International Shia News Agency

Miracle return of tsunami siblings shrouded in doubt

SHAFAQNA – When the wave came, Septi Rangkuti could do nothing as he watched his son and daughter being sucked into the tsunami.He was living in the town of Meulaboh in the Indonesian province of Aceh on Boxing day in 2004 and, like everyone, was taken by surprise as the wall of water arrived. His wife, Jamaliah, made it on to the roof with their oldest son as Mr Rangkuti struggled through the rising water with the two children.

He grasped a wooden door and sat them on it like a raft but the current snatched it away. The last thing he heard was the voices of Arif, seven, and Raudhatul, four, calling for him to save them.

Close to a quarter of a million people died that morning, a decade ago on Friday; 170,000 of them were in Aceh. But Mr Rangkuti and his wife never stopped searching for Arif and Raudhatul. They visited hospitals and refugee camps and picked their way through mortuaries.

Mr Rangkuti sank into lethargy and depression. When his wife’s feelings of loss became too much for her, she would go out and give her son and daughter’s favourite foods to children their own age — bananas for Arif, and rice cakes for Raudhatul.

And then, last summer, when all hope seemed exhausted, came an extraordinary series of events.

First, there appeared a 14-year-old girl, identified by the couple as their lost daughter. A few weeks later came the apparent discovery of Arif, now 17.

As the world prepares to remember the tsunami’s tenth anniversary, the reunion has been reported across the globe as a miracle, a gleaming grain of consolation in the worst natural disaster of the century.

But closer examination reveals something more mysterious — a murky story about the desperate need for happy endings in a world of irreparable loss.

“I always had hope,” said Mrs Rangkuti, in her new home in Sibuhuan, in the province of North Sumatra. “I kept on praying that I would see them, and one day, I heard a voice saying, ‘You shall’.”

Soon after, her brother in Aceh telephoned with remarkable news.
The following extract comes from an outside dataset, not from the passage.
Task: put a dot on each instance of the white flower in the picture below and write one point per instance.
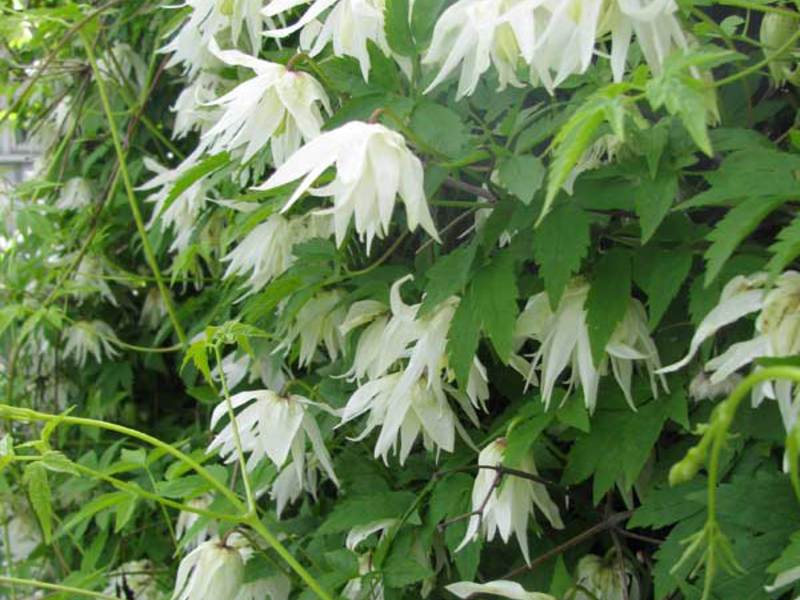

In a café in his home town of Blang Pidie, he had seen a girl who reminded him of his niece “Raudha”.

“She looked so dirty, she had scabs on her legs, and I cried when I saw her,” she recalled. “I was crying too much to speak and she was crying too. But my husband said, ‘Do you remember? You remember I put you on the door?’ And she remembered.”

It emerged that Raudhatul had been found by a fisherman on the offshore Banyak islands and ended up living in Blang Pidie with his mother.

The family, who were even poorer than Jamaliah and Septi, at first raised no objection to the Rangkutis’ certainty that this was their daughter, and the girl who had been known for the past ten years as Weniati moved home with them.

The reunion was covered on Indonesian television, including Mrs Rangkuti’s appeal for information about her missing son. In Payakumbuh, another city on the island of Sumatra, a woman observed a resemblance between the photograph shown on screen and a homeless street child who slept in front of her shop.

Within a few days, Mrs Rangkuti was on the scene to claim the boy, known as Ucok, as her son, Arif.

The children’s own memory of their ordeal is imperfect. But the family, in their simple wooden house, appeared delighted to be together; and there is a distinct resemblance between the girl and Jamaliah.

“I remember I was floating, screaming, crying for help, and a man helped me out of the sea along with my brother,” Raudhatul said. “I’m so happy to be united with my family.”

With Arif, the family likeness is less obvious. After eight years of living rough without friends or teachers, his powers of self-expression were limited, and the course of his odyssey from tsunami to the streets is obscure.

Most disturbing are the scars on his forehead and ankle, inflicted, he says, by a mysterious “mother” whose name he cannot recall.

Whatever the truth about their biological relationship, everyone benefits from the new arrangement. Jamaliah and Septi are reprieved from the agony of the loss of their youngest children. The children have a loving and devoted family and no reason to question the story being told about their origins. The rest of Indonesia, and the world, has a happy ending to a story about the deaths of a multitude.

Yet, questions remain. The Banyak islands, where the two were first said to have washed up, are 150 miles from the point where Arif and Raudhatul were swept away: it is inconceivable that two helpless children could have safely sailed there on a door.

More seriously, the family who brought up Raudhatul/Weniati have, for mysterious reasons, changed their account. Far from being an orphan of the tsunami, they are now claiming that the girl is the child of their own extended family. Four months after the allegations were made, Jamaliah and Septi have still not taken the step that would settle the matter beyond doubt — a DNA test.

Mrs Rangkuti explained that this is because of the cost. To pay for the test, she would need the equivalent of more than £600, which is money that her family does not have.

“I am prepared to do the test,” she said. “Because I have no doubt. My conviction is stronger than anything.”